Prof. Shaw led a team of experts from the Indian Institute of Bombay, the Indian Institute of Management-Kozhikode, the National Institute of Technologically-Calicut and Keio University in Japan, a study based on extensive investigation of Wayanad landslide. A comprehensive message called “Wayanad Lonslides 2024: System of early warning – Change of the Last Mile to the First Mile” was released in Kozhikode on Wednesday (August 6, 2025).
The study suggests that teachers serve as ambassadors to awareness of disasters, while students act as spreading information in their families and communities. “People in Wayanad got a warning, but they did not eat on them. This gap between warning and reaction made us explore it deeper,” said prof. Rajib Shaw on Thursday (August 7, 2025) in interaction with Hindu.
He pointed out that he failed from the combination of behavioral, cultural and institutional factors that collectively prevent early evacuation and readiness.
According to a report, landing threatened on July 30, 2024 – one of the deadliest in the history of Kerala – almost 400 lives were claimed, more than 200 people injured and displaced around 7,000. More than 1,500 houses were destroyed, with economic losses estimated to be more than 281 crore.

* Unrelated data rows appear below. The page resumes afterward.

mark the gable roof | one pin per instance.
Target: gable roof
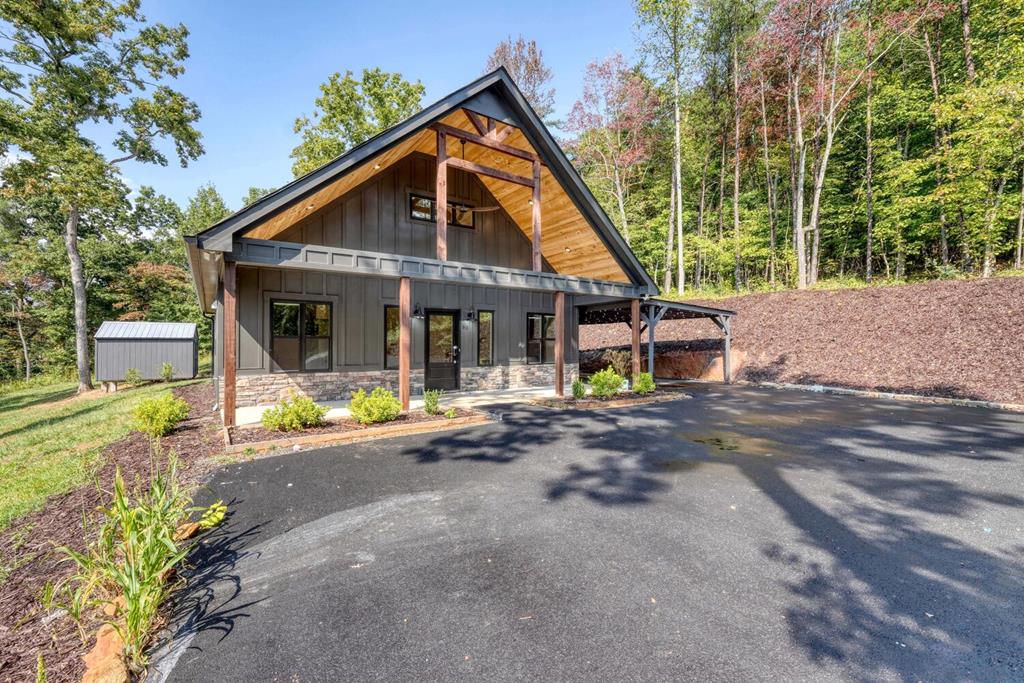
(567, 224)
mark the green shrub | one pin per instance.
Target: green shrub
(292, 415)
(430, 399)
(158, 416)
(133, 556)
(133, 377)
(579, 389)
(605, 383)
(380, 406)
(643, 383)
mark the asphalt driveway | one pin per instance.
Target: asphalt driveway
(737, 535)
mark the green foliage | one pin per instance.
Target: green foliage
(132, 557)
(294, 414)
(643, 383)
(349, 112)
(380, 406)
(431, 397)
(605, 383)
(579, 389)
(158, 416)
(213, 515)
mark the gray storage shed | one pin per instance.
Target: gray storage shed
(145, 346)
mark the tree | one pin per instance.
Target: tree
(611, 123)
(72, 68)
(524, 62)
(349, 112)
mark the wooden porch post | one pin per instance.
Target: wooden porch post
(230, 341)
(404, 339)
(559, 343)
(440, 200)
(635, 325)
(538, 258)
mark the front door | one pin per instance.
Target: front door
(441, 357)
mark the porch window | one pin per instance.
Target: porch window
(485, 338)
(392, 328)
(540, 338)
(300, 335)
(424, 208)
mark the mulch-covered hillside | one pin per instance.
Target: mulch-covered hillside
(958, 338)
(29, 544)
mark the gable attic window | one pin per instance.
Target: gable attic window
(425, 209)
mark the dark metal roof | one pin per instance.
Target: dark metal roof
(144, 330)
(219, 237)
(619, 311)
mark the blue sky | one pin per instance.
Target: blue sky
(255, 66)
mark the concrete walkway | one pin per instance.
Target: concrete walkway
(339, 409)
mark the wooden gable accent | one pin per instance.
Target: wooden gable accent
(568, 242)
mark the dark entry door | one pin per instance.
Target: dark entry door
(441, 371)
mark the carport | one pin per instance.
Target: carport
(644, 315)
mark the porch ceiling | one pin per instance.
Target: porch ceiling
(568, 242)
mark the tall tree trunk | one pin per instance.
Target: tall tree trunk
(770, 185)
(968, 51)
(670, 239)
(1019, 254)
(869, 158)
(18, 310)
(934, 57)
(736, 254)
(78, 289)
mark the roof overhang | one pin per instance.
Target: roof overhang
(494, 95)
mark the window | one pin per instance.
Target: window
(540, 338)
(392, 328)
(424, 208)
(300, 336)
(485, 338)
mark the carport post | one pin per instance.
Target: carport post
(635, 329)
(230, 341)
(404, 339)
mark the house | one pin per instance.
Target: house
(458, 250)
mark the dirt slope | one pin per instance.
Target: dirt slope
(962, 338)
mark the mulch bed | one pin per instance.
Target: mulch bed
(30, 544)
(254, 434)
(958, 339)
(619, 400)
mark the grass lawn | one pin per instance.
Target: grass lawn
(50, 439)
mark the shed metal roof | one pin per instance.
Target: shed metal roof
(144, 330)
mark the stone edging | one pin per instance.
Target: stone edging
(844, 391)
(621, 402)
(355, 435)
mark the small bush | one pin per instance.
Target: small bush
(133, 377)
(430, 399)
(380, 406)
(579, 389)
(643, 383)
(158, 416)
(605, 383)
(294, 414)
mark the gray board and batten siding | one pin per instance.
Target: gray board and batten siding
(357, 316)
(145, 346)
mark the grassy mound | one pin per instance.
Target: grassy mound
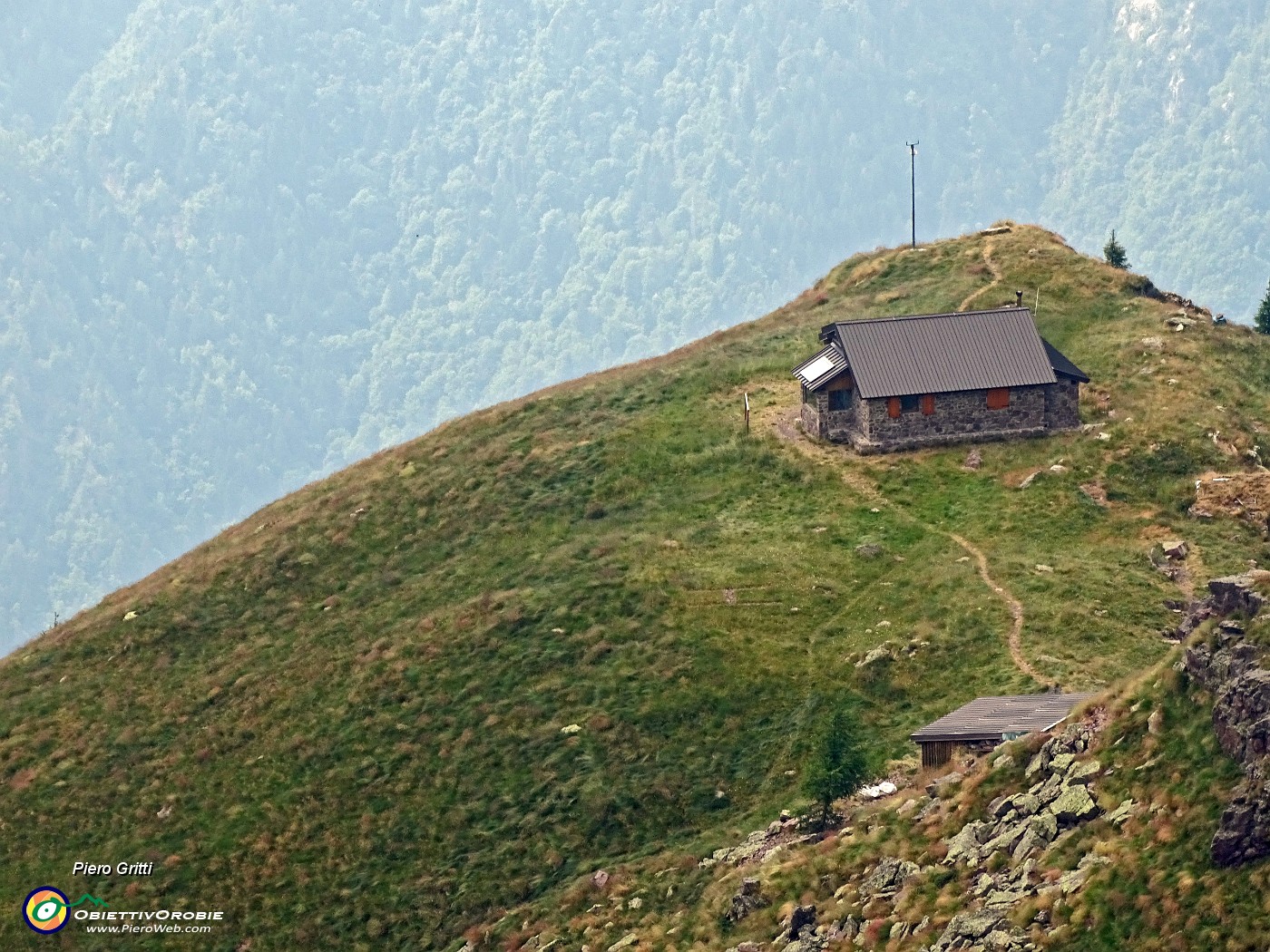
(342, 720)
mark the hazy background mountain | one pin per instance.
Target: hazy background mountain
(248, 241)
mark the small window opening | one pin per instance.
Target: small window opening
(999, 399)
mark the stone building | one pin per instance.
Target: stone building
(987, 721)
(927, 380)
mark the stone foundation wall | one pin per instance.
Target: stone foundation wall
(815, 415)
(962, 415)
(958, 418)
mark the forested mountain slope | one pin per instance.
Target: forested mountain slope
(251, 241)
(603, 622)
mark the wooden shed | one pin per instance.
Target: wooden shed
(988, 721)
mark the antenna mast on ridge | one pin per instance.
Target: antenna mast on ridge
(912, 181)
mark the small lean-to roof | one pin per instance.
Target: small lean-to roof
(992, 717)
(1062, 365)
(822, 367)
(939, 353)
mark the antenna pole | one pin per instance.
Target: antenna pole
(912, 181)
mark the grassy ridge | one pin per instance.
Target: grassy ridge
(353, 702)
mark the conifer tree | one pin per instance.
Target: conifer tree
(1263, 320)
(840, 764)
(1114, 253)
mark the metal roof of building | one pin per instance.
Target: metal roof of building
(1062, 365)
(992, 717)
(822, 367)
(939, 353)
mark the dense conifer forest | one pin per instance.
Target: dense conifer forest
(248, 241)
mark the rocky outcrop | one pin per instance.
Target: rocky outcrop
(1234, 594)
(748, 898)
(886, 879)
(1238, 675)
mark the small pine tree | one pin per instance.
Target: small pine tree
(840, 764)
(1263, 319)
(1114, 253)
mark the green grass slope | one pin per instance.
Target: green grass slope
(340, 721)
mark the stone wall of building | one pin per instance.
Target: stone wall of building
(958, 418)
(962, 415)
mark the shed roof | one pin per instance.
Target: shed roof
(822, 367)
(1062, 365)
(992, 717)
(939, 353)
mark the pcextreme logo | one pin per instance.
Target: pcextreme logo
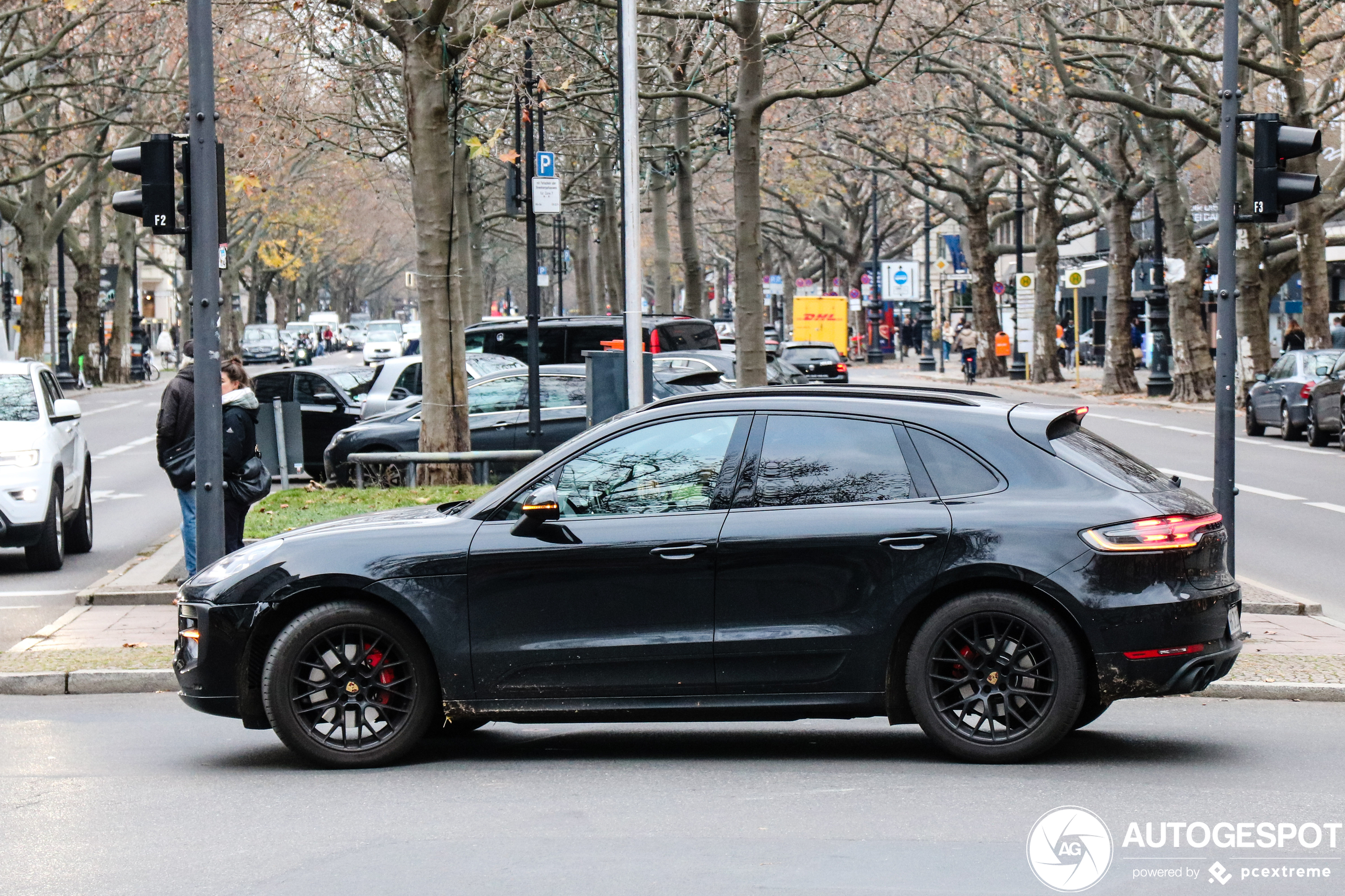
(1070, 849)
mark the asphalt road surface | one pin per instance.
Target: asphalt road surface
(136, 794)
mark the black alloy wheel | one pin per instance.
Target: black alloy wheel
(349, 685)
(994, 677)
(1286, 432)
(1250, 414)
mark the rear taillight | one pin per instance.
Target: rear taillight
(1154, 533)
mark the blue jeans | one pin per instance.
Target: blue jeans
(187, 502)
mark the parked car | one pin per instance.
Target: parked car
(330, 400)
(262, 345)
(1279, 397)
(382, 340)
(1325, 415)
(46, 507)
(397, 383)
(778, 373)
(497, 406)
(566, 339)
(820, 362)
(755, 554)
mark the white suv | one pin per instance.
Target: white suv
(45, 503)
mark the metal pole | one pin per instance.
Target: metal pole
(1017, 368)
(631, 206)
(1226, 335)
(205, 298)
(534, 296)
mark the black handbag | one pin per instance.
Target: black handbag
(250, 485)
(181, 464)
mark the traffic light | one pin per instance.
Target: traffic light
(154, 202)
(1273, 187)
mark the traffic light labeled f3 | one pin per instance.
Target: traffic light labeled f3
(154, 202)
(1273, 187)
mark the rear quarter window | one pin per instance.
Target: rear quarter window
(1105, 461)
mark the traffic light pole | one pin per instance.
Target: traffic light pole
(205, 288)
(1226, 338)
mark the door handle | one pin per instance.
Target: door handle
(907, 542)
(677, 551)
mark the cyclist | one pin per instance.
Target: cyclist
(966, 343)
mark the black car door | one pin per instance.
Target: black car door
(323, 414)
(618, 598)
(829, 535)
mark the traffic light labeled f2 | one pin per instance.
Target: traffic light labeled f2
(1273, 187)
(154, 202)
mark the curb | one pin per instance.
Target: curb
(1274, 691)
(88, 682)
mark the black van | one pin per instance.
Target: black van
(566, 339)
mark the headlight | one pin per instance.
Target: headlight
(19, 458)
(236, 562)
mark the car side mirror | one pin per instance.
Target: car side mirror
(540, 507)
(65, 409)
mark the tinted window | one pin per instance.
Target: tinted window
(811, 355)
(562, 391)
(953, 469)
(828, 460)
(1113, 465)
(686, 336)
(505, 394)
(18, 400)
(665, 468)
(268, 388)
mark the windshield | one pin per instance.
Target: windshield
(18, 401)
(354, 383)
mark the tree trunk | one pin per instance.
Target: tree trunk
(747, 198)
(1118, 368)
(662, 250)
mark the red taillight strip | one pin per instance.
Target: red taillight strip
(1164, 652)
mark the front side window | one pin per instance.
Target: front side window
(830, 460)
(665, 468)
(18, 400)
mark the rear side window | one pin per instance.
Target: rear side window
(953, 468)
(830, 460)
(688, 336)
(1102, 460)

The report identifies the deadly mixture of factors behind tragedy, including extreme precipitation 409 mm per 24 hours and vulnerability induced by man, such as uncontrolled deforestation, changes in soil use, poor fragile terrain construction and increasing population and pressure in tourism on ecologically sensitive western ghats. It directly directly connects the climate change with an intensified monsoon that triggered the disaster.
The failure in response to the disaster was not due to the lack of warning, but by disintegration in communication and institutional coordination, so that the communities left as the “last mile” in the defective system instead of the “first mile” of resistance. Local Panchayats lacked the literacy and disaster training, while the official communication was stopped at bureaucratic delays, the report is said.
Shaw, former Faculty of Kyoto University and Chairman of the Global Science Technology Group UN, said that schools serve as default evacuation centers in Japan and hold annual exercises adapted to regional risks – be it tsunami, earthquakes or landslide. “Teachers, students and families know their roles during the disaster. This is the kind of cultural shift we need here,” he added.
Prof. Shaw, the distraction of the notion that the technology was caused by Wayanad, pointed out that the real collapse consisted of how the public reacted. “Without knowledge, exercise, training for disasters or culture of readiness, warning has only become noise. People did not know what to do,” he said, adding that the overcome of the abyss between institutions and communities must now be Kerala’s highest priority.
Shaw stressed that every effective system of early warning is based on three key pillars – timely and accurate information, behavior and perception of the community and clear mechanisms of evacuation. “Wayanad worked technology and a warning was released. But the second and third pillars collapsed,” he said.